Aschau – „Es gibt eine sehr gute Nachricht für alle Aschauer Senioren“, sagte Bürgermeister Peter Solnar bei der Eröffnung des Seniorentages im Aschauer Rathaus. Und diese lautet: Die Genehmigung für den Bau einer teilstationären Tagespflegeeinrichtung des ökumenischen Sozialdienstes ist in dieser Woche bei der Gemeinde eingetroffen.
„Es ist schön für einen Bürgermeister, so viele engagierte Leute zu haben“, lobte er den Seniorenbeirat für die Organisation des „Tages der Offenen Rathaustüre für Senioren“ in Aschau. Die Gemeinde habe bei der Arbeit mit und für die Senioren Vorbildfunktion in der ganzen Region“.

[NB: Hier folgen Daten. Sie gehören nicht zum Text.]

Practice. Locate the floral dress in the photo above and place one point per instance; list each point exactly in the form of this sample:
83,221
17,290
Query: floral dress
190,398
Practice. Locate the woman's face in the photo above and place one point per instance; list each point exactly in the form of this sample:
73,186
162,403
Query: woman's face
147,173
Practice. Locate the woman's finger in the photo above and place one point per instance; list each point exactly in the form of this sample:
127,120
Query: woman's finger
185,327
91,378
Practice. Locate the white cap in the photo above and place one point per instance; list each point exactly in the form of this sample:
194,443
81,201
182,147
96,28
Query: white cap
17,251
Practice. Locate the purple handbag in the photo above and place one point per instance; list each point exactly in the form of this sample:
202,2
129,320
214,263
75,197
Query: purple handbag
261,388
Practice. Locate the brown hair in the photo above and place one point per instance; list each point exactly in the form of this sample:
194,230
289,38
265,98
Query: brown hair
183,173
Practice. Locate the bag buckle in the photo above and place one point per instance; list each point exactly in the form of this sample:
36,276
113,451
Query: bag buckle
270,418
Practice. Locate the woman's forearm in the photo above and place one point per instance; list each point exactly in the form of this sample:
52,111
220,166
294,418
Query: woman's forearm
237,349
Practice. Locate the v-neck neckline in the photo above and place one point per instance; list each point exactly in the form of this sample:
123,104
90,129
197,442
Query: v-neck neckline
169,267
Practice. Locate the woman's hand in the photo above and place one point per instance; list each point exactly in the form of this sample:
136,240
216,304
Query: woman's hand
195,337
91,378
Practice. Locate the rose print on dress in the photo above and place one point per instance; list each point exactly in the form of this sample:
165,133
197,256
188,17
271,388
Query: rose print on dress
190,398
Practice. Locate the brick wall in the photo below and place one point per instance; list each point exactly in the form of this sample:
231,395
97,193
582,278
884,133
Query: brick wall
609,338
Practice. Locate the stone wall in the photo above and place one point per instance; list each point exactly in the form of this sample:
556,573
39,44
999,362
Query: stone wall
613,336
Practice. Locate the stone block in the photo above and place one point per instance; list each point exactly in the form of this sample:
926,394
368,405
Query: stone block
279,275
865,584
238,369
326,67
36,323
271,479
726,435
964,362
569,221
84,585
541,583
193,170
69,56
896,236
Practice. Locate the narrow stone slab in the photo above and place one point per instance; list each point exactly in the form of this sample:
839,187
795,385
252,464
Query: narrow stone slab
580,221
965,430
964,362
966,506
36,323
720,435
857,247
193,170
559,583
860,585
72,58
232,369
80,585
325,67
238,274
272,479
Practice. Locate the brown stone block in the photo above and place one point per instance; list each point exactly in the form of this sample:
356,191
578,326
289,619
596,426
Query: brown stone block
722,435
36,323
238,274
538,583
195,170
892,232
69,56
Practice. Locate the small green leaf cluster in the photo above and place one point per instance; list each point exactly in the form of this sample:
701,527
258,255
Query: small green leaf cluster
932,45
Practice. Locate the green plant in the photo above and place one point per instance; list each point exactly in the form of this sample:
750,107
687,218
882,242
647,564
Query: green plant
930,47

Unter der Federführung des Seniorenbeauftragten Philipp Ramming fanden sich im Rathausfoyer alle Institutionen, Firmen und Einrichtungen ein, die in der Gemeinde für die Senioren tätig sind. „Wir haben viel erreicht in den vergangenen Jahren und konnten im Zusammenwirken mit der Gemeinde einige Projekte verwirklichen. Die herausragendsten dabei sind die Gründung des Aschauer Helferkreises, die Anschaffung und der Betrieb des Seniorenbusses und das Repair-Café. Alle drei Einrichtungen sind längst den Kinderschuhen entwachsen und funktionieren einfach“, sagte Ramming.
Den ganzen Tag über lief ein Rahmenprogramm für die Besucher. Es fanden sich nicht nur Senioren ein, auch jüngere Leute informierten sich über das Angebot, das Aschau seinen älteren Bürgern bietet. Das BRK zeigte, wie ein Defibrillator eingesetzt wird und frischte bei den Besuchern Erste-Hilfe-Kenntnisse auf. Die Verkehrswacht Rosenheim hatte ihren Fahrsimulator dabei, und in einem „Beschwernis-Anzug“ der Uni München konnten Jung und Alt während der gesamten Öffnungszeit innerhalb von Minuten um Jahre altern und dabei Altersbeschwerden simulieren.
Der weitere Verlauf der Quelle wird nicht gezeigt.